During the restoration stage, the interspecific association among regeneration trees (Au and At) with heliophiles (Ps, Dp, and Rm) all became more closer in BKF, while that among the regeneration tree As with most of heliophiles (Ps, Dp, and Dg) was negative in BF. In addition, in LF, the interspecific association among the light-loving regeneration trees (Ap and As) with other heliophiles were all positive before removal, while that among the shade-tolerant regeneration tree Am with heliophiles was diversified after understory removal (Supplementary Figure 6).

3.4 Stability of understory plant community

After understory removal, the distances from the regression model of the shrub communities of BKF, BF and LF to the stable point (20,80) changed from 31.15, 29.86, and 29.30 to 34.22, 27.76, and 28.49, respectively, and that of herb communities changed from 27.07, 29.19, and 26.82 to 25.79, 34.41 and 35.73, respectively, which demonstrated that during the restoration stage, the stability of shrub communities in BF and LF improved whereas that of BKF declined, while that of the herb communities of corresponding forest stands of showed the opposite state (Table 3).

Table 3

Table 3. Community stability analysis of the shrub layer and herb layer in three stands.

4 Discussion

4.1 Niche characteristics of understory species

Niche breadth and niche overlap are used to quantify the utilization and competition of environmental resources by species (Wasof et al., 2013). After understory removal, the soil moisture of BKF (coniferous and broad-leaved mixed forest) increased rapidly and was higher than that of LF (coniferous forests) (Zhang et al., 2024), and the understory of it has higher light availability than LF (Canham et al., 1994; Rodriguez-Rodriguez et al., 2023), which widened the distribution range of shrubs, particularly heliophiles like Ps with ecological characteristics of light preference, strong adaptability, and resource utilization ability. However, the light is intercepted by a significant number of light-demanding plants in the shrub layer, limiting the growth and distribution of heliophiles in the herb layer (Wilson, 1981; Begue et al., 1996), particularly Og with the largest niche breadth. Niche breadth of heliophiles increased in BF (broad-leaved forest) due to small changes in light and nutrient content during the restoration stage, whereas it decreased significantly or vanished in LF (coniferous forest), which may be related to poor soil nutrient content caused by understory removal (Zhang et al., 2024) and species’ poor adaptability. After understory removal, the canopy density decreased (Berrill et al., 2017), resulting in a significant increase in canopy throughfall (Takahashi et al., 2003); thus, the factor limiting the niche breadth of the herbaceous population was no longer soil water content, but rather soil ammonium nitrogen content (Supplementary Figure 8), which may be related to the accumulation of soil nutrients during the restoration stage. For the shrub layer, soil C/N has always been a factor influencing its population niche breadth.

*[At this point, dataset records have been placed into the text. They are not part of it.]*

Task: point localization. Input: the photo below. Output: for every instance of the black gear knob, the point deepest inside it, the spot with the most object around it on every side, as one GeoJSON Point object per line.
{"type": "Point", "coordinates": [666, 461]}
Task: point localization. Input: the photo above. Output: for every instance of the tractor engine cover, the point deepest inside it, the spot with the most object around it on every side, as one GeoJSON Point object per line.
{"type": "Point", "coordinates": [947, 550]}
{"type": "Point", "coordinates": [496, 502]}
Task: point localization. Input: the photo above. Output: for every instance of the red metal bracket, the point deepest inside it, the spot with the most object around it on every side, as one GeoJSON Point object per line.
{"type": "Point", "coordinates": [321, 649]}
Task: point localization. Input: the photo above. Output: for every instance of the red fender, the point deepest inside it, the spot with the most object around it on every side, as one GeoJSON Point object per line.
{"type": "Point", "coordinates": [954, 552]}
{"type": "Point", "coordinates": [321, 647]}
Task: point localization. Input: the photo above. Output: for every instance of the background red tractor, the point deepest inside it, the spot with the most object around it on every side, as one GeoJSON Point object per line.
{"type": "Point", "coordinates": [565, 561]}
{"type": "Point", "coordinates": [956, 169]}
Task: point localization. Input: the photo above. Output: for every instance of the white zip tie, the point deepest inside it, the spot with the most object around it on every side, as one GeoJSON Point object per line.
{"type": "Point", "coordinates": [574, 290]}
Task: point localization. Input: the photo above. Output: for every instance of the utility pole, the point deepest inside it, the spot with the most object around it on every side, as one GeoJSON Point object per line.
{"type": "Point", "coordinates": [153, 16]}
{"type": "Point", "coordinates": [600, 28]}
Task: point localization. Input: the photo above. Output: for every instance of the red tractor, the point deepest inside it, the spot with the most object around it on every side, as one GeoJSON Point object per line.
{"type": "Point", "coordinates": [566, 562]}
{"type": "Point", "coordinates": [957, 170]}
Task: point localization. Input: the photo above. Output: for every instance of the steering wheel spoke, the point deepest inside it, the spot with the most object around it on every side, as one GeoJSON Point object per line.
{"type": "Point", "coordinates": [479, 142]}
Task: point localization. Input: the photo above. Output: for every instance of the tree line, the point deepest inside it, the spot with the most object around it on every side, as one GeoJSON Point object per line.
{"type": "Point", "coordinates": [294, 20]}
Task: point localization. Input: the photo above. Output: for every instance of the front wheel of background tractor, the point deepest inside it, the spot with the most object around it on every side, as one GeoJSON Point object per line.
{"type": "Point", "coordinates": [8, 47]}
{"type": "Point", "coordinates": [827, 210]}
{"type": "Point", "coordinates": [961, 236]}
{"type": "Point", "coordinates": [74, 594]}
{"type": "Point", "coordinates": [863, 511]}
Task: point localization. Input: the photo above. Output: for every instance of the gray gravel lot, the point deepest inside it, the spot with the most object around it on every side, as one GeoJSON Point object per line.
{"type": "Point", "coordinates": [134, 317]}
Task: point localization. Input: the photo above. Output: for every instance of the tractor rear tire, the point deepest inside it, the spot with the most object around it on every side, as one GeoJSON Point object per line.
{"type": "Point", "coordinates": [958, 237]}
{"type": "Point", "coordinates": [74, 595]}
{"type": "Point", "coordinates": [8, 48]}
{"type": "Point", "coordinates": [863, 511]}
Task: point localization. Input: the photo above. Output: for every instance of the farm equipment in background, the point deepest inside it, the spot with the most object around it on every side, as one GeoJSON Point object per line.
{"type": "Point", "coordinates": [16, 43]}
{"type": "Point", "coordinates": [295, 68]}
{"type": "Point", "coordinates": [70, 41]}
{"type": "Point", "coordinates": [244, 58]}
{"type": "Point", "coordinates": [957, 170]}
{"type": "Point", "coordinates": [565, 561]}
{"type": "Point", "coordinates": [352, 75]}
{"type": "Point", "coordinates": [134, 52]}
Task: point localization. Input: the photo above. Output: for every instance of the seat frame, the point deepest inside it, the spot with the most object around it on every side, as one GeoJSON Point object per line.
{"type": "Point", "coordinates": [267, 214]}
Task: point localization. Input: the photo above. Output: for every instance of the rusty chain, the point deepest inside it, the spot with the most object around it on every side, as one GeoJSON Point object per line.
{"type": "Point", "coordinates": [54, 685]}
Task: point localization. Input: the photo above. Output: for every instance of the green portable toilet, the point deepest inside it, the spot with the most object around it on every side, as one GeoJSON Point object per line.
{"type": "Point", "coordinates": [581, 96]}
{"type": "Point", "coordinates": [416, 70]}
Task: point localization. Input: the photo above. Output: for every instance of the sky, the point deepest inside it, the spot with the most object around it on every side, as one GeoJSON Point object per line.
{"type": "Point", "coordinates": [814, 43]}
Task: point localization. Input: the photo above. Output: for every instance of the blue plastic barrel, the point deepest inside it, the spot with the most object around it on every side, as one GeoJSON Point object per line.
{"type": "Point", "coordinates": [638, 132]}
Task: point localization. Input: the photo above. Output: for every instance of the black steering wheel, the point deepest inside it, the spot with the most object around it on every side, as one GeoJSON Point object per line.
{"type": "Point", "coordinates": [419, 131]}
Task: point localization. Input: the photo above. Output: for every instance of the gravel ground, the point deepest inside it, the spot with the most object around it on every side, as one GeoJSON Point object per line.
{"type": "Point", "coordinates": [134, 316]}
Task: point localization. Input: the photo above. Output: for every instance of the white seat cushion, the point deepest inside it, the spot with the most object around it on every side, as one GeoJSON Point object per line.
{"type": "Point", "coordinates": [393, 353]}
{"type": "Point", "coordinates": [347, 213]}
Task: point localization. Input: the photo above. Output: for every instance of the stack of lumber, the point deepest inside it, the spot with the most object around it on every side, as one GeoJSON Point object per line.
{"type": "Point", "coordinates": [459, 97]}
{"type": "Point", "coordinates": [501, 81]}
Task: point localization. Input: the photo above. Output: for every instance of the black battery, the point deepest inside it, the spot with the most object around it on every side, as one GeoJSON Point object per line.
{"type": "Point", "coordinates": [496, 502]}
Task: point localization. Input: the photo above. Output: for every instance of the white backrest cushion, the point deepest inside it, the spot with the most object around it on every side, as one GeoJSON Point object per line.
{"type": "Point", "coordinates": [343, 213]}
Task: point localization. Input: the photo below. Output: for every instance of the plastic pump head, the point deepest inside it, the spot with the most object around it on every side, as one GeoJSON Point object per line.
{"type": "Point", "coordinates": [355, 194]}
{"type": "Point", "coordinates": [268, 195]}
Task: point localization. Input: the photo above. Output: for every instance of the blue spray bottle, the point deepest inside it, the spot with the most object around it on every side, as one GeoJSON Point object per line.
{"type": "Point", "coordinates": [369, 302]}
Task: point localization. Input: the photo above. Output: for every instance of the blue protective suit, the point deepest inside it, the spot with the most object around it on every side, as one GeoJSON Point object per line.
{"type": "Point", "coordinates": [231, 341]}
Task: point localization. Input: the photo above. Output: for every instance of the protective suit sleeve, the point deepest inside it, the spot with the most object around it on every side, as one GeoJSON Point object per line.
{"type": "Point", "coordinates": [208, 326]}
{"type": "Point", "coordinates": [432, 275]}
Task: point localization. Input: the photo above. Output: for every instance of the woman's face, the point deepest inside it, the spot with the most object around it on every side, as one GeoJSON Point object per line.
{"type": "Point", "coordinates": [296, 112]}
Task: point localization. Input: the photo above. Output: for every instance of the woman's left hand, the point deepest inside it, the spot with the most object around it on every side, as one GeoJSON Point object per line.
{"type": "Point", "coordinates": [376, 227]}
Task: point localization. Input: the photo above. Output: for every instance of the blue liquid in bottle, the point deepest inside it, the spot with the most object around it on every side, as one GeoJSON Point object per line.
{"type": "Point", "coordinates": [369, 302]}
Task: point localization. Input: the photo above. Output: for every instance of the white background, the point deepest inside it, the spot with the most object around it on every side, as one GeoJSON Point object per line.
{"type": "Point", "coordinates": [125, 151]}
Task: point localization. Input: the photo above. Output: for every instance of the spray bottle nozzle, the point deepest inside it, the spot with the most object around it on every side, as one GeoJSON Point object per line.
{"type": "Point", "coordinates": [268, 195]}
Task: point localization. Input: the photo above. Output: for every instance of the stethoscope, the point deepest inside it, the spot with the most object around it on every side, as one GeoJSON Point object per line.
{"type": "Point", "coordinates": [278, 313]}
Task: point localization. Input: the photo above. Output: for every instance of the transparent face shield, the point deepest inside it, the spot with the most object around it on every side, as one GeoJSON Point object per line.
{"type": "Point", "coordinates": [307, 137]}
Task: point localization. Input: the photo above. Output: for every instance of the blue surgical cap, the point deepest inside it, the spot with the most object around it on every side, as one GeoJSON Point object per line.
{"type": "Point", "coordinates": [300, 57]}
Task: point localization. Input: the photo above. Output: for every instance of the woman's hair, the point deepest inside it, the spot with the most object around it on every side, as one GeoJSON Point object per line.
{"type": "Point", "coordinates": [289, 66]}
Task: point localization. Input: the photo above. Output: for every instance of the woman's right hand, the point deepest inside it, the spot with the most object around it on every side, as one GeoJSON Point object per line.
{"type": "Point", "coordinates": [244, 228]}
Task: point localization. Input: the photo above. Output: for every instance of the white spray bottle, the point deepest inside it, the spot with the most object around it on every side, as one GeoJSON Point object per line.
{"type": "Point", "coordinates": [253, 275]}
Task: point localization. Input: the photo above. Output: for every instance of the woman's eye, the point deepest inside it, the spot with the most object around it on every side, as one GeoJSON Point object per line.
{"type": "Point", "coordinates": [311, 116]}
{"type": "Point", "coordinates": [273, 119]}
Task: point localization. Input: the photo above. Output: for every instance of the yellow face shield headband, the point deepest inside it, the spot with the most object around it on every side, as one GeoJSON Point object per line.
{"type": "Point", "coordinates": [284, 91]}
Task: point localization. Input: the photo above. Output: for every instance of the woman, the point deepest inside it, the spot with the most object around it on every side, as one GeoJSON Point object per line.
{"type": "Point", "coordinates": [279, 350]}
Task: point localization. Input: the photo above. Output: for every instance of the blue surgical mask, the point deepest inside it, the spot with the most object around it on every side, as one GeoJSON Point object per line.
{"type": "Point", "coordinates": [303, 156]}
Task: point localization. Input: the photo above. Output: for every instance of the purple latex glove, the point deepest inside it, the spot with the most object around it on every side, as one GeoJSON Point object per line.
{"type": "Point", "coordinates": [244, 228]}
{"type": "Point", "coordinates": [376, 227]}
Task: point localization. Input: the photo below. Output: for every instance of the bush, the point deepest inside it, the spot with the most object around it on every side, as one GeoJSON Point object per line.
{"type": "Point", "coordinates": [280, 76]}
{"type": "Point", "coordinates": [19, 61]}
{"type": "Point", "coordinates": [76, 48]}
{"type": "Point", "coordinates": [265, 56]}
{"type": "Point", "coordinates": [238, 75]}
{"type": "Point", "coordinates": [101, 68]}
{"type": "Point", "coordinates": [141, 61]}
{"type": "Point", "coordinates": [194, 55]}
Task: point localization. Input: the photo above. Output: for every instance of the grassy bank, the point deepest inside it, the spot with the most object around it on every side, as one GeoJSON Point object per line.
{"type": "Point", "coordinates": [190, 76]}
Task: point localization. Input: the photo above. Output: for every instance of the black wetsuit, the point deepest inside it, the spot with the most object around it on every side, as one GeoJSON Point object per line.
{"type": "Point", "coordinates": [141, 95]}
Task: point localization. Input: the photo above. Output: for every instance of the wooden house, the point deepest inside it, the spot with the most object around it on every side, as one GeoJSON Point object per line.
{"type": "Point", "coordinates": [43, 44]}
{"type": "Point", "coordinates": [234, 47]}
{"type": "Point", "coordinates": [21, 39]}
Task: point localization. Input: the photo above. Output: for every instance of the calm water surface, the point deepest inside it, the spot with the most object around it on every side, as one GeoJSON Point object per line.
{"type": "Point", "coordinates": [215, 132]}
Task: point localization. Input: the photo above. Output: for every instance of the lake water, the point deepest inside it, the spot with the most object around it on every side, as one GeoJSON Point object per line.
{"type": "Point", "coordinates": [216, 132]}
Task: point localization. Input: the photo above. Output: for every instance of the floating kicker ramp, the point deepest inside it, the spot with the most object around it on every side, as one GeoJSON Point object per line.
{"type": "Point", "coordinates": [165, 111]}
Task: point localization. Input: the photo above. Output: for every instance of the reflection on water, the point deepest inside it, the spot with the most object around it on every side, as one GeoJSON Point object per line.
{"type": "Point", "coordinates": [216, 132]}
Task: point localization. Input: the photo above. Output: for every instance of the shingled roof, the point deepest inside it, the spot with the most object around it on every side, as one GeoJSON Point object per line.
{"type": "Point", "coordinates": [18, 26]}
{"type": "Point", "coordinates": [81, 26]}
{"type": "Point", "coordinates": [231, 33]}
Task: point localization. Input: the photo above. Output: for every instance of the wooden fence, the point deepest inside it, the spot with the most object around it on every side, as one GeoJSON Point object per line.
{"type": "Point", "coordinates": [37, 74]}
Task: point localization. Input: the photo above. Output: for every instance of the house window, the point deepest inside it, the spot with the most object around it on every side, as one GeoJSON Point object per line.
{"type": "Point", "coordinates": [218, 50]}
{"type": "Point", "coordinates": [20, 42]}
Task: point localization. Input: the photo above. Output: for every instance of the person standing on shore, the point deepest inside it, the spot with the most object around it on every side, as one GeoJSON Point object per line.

During the restoration stage, the Acer trees were still in their juvenile stage, with the majority of them renewing well and occupying a large niche breadth, particularly Am, which might be related to its greater adaptability to the understory light environment than other regeneration species (Au, At, Ap and As) (Jiang et al., 2013). After a 5-year understory removal, we discovered that Acer trees distributed better in BKF and LF, grew, and restored well. Endangered trees, particularly Au in BKF and At in LF, were well updated and developed into specialist species; this is because the high canopy density and high soil moisture of BKF and LF offer Acer trees with the best shade-tolerant environment for survival. Although understory removal aided the growth and reproduction of these two Acer trees, it severely weakened the regenerative ability of other Acer trees. As a result, in terms of endangered species’ conservation, on the one hand, understory removal may be an interference rather than a beneficial management measure for BKF and LF (Swab et al., 2008); on the other hand, the complete habitat of endangered Acer trees should be protected as much as possible, because if it is severely disturbed, Acer trees with weak adaptability and reproductive capacity will be extruded out of the community (Saeki, 2007).

A species with a wide niche breadth is usually dominant (Pannek et al., 2016) and spreads widely in the community (Sheth et al., 2020), and it frequently has a significant niche overlap with other species in the community, indicating that these species pairs competed for similar resources (Gilbert et al., 1952). During the restoration stage, the proportion of niche overlap value < 0.1 in the shrub layer of BKF and LF decreased greatly, and the proportion of niche overlap value < 0.1 in the shrub layer of BF increased significantly. Before understory removal, the niche overlap values between the six species pairs of Es–At/Es and Gh–Ua in BKF, Aa–Mu in BF, and Cl–Dc/Fp in LF were 0, indicating that the ecological habits of these species pairs were different and the probability of interspecific encounter was low. The niche overlaps of Aa–Cp and Ua–Dc in BKF, and Rm–Ap in LF were all 1, indicating that these species had a consistent demand for environmental resources, high ecological similarity, and fierce interspecific competition (Mouillot et al., 2005). During the restoration stage, owing to the lack of canopy interception and redistribution of precipitation and light (De Lombaerde et al., 2021), the habitat conditions such as the increase of water content and light in the forest were changed (Swab et al., 2008), which promoted the rapid recovery and diffusion of light-demanding, wet-loving, and seed-transmitting species (Walters et al., 2016); thus, there were niche overlaps between species pairs. During the restoration stage, the overlap values between sciophiles shrubs (Ps and Dp in BKF, Ss and Ps in BF, and Es and Rm in LF) and semishade regeneration trees (Au, Am and As) in three stands were more than 0.5, which means that there was a fierce interspecific competition among them. The proportion of large overlap values decreased significantly in LF, which indicated that understory removal could release the competition between species and regeneration trees for environmental resources in LF to a certain extent, rather than BKF and BF, which is consistent with the previous studies (Zhang et al., 2006).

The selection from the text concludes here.